Dans ma ville imaginaire des fauteuils de velours sont posés au bord des autoroutes. La fontaine de whisky clapote gentiment derrière nous. Edith Morning est assise à côté de moi et nous parlons anglais. Quelques drag queens fument de longues cigarettes dans des pantalons serrés, leurs rouge à lèvre fait un cercle de rouge sur le papier blanc des cigarettes et partout dans la ville de grandes croix magnifiques dominent le paysage et nous rappellent qu’Il est ressuscité. 
 

Quelques cathédrales antiques ont subsisté et gardent leur dignité au milieu des hautes tours.
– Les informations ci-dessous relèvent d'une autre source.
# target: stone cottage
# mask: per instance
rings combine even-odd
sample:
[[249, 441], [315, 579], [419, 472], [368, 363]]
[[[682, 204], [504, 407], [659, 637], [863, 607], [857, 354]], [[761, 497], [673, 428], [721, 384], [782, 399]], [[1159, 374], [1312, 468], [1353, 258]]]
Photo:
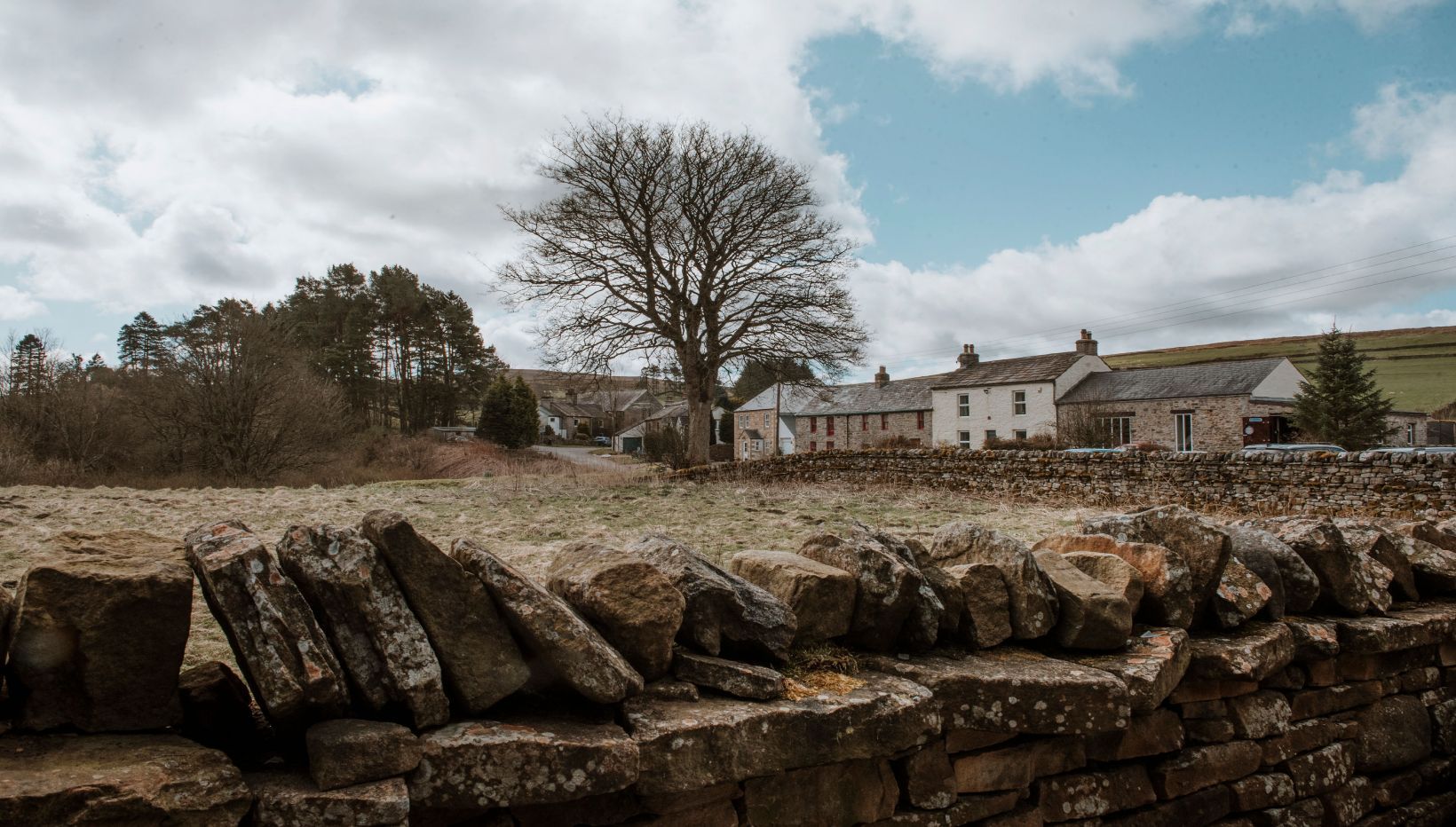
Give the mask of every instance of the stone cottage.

La voix d’Arthur Rimbaud et sa chanson de la plus haute tour me rappellent mon père et ma jeunesse perdue. Un immense hôpital psychiatrique se dresse loin derrière l’autoroute, et clignote de lumières vertes et bleues et rouges, si artificielles. Les étoiles sont trop haut pour qu’on les voie, mais on les imagine.
 

Au milieu de la mégalopole un grand champ inviolé réinvente le silence : c’est le retour du pu’uhonue
 

Les gens prient. Ils fument, boivent, s’embrassent et prient, l’administration est laissée à l’abandon.
 

Personne ne fait l’amour sans allumer des lumières étranges qui donnent aux corps un velouté, sans boire des ambroisies qui donnent aux voix un velouté… Les voitures glissent sans cesse dans le frénétique agencement des routes et les piétons escaladent de grands escaliers sous la pluie, certains escaliers sont si hauts qu’ils surplombent la ville. 
 

Un homme qui marche récite une prière mélangée : je m’adresse à vous, mon Dieu, car vous donnez ce que l’on ne peut obtenir que de soi.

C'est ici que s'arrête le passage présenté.